You have your ancestors’ death certificates and maybe you’ve found where they are buried. But did you ever think about looking for an undertaker’s record?  

At first, undertakers were woodworkers and their primary task was to make the coffin. If they had a horse and cart, they may have offered to get the body to the church. But gradually, as fewer people were dying at home and families were more dispersed, an undertaker’s role became key to organising the entire funeral. It’s possible that there are records on the family who attended, readings or inscriptions, memorial cards, and many other details.  

 In this one-hour talk, Brian Parsons looks at the information held in the largely untapped resource of funeral directing records. 


About the speaker: Brian Parsons has worked in the funeral industry in London since 1982. After working for JH Kenyon as a funeral director and embalmer he embarked upon a BA degree in Business Studies at the University of Westminster followed by a PhD which explored change in the British funeral industry during the twentieth century.  

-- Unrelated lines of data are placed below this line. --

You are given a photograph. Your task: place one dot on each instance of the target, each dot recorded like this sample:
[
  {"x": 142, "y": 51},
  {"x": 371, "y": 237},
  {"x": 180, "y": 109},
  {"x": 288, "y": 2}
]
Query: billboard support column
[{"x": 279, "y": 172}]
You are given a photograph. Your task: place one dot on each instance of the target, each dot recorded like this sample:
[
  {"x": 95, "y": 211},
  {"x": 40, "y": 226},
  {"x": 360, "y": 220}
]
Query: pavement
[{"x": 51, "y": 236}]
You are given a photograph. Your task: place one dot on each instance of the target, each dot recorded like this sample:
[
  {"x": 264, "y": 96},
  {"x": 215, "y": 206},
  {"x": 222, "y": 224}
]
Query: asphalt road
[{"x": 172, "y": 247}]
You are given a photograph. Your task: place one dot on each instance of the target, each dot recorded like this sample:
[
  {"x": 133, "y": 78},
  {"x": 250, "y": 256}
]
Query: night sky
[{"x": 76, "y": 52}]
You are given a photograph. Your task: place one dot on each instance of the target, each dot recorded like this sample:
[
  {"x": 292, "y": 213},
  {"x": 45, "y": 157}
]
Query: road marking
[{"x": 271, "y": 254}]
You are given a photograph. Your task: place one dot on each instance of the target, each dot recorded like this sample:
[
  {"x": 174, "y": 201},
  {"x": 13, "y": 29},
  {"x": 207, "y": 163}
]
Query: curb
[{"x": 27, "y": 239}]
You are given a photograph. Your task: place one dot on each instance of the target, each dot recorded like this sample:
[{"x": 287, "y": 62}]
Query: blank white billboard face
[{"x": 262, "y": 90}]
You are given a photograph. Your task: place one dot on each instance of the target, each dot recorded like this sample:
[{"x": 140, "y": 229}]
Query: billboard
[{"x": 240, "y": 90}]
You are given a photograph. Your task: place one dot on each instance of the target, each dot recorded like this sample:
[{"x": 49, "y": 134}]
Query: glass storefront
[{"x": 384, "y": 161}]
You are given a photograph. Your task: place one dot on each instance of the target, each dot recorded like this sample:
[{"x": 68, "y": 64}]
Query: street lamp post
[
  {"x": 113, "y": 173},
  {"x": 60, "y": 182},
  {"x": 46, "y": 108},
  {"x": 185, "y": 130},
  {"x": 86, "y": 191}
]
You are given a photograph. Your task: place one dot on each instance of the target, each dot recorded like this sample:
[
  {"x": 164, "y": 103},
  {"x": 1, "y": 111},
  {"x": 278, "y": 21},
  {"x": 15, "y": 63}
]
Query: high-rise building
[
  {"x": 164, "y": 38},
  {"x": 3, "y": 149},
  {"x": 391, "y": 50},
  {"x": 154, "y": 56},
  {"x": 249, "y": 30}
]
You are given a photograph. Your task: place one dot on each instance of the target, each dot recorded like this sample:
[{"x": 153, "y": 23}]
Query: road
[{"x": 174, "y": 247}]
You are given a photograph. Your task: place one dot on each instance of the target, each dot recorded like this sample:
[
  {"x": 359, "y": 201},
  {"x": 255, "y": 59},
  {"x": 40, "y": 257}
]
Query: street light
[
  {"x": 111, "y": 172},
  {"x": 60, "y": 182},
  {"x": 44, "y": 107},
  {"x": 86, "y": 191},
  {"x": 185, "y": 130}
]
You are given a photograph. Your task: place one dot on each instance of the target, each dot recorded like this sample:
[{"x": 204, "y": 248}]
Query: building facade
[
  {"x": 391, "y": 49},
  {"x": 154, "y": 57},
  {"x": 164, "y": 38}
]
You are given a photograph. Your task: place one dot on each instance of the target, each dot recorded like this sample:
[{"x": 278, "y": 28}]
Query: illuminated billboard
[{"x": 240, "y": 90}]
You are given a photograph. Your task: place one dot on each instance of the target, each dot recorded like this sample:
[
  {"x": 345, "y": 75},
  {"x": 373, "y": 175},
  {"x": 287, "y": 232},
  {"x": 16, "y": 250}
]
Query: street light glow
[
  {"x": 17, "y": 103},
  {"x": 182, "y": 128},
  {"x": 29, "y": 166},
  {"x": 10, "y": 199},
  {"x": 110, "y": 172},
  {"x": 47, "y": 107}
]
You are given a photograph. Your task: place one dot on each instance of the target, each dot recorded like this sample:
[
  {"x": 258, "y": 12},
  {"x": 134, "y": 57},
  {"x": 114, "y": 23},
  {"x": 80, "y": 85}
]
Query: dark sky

In 1997 he returned to SCI (Dignity) as a training consultant until becoming editor in 2005 and then features editor of the Funeral Service Journal. He now works freelance providing a training, consultancy and research service under the banner of Funeral Service Training (London).  Brian has lectured widely has a long standing interest in funeral service education. He became a BIFD registered tutor in 1991, was a member of their Education Committee (in charge of tutor training) and also gained a certificate in teaching adults from the University of London.  

Since 2010 he has contributed towards the revision of the National Association of Funeral Directors’ qualifications and is one of their accredited tutors. He is an Associate Member of the Institute of Cemetery and Crematorium Management.